Distilling a Neural Network Into a Soft Decision Tree
Nicholas Frosst, Geoffrey Hinton
TL;DR
This paper tackles the challenge of interpreting deep neural networks by distilling their input–output behavior into a soft decision tree, enabling hierarchical decisions that yield explanations alongside predictions. The authors introduce the Hierarchical Mixture of Bigots, train it with gradient-based optimization and regularizers to preserve useful structure, and demonstrate that distillation can improve generalization relative to trees trained directly while sacrificing some accuracy compared to the original neural network. They validate the approach on MNIST and additional datasets, showing improved explainability through path-based reasoning and interpretable filters. The work highlights a practical path to explainable AI: leverage a powerful neural net to train an explicitly interpretable model that retains much of the predictive power with much faster, tractable inference at test time.
Abstract
Deep neural networks have proved to be a very effective way to perform classification tasks. They excel when the input data is high dimensional, the relationship between the input and the output is complicated, and the number of labeled training examples is large.

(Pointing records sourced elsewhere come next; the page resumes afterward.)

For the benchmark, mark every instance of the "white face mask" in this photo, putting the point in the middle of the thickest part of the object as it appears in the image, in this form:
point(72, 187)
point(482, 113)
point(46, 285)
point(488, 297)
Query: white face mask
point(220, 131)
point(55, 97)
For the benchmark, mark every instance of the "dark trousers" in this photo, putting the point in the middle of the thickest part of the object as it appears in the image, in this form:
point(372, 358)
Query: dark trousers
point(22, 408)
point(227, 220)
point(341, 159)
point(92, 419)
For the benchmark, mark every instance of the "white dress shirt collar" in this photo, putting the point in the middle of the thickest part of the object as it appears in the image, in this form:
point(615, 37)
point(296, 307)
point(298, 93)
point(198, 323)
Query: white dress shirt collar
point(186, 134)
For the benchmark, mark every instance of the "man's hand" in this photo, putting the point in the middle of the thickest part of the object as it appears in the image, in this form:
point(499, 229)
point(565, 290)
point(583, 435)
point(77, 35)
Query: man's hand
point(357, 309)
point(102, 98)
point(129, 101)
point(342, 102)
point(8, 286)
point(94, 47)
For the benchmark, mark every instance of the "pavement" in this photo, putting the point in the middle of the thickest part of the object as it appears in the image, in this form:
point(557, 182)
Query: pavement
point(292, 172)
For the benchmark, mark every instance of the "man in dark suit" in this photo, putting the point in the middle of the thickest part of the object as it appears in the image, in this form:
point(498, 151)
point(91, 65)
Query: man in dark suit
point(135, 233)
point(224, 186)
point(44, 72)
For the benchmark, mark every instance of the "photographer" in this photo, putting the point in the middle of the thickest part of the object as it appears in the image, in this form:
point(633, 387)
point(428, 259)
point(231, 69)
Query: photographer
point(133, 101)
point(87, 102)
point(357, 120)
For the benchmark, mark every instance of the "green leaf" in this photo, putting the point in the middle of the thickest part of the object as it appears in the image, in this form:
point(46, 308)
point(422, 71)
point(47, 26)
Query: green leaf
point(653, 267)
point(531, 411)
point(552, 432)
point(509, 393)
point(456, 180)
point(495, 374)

But it is hard to explain why a learned network makes a particular classification decision on a particular test case. This is due to their reliance on distributed hierarchical representations. If we could take the knowledge acquired by the neural net and express the same knowledge in a model that relies on hierarchical decisions instead, explaining a particular decision would be much easier. We describe a way of using a trained neural net to create a type of soft decision tree that generalizes better than one learned directly from the training data.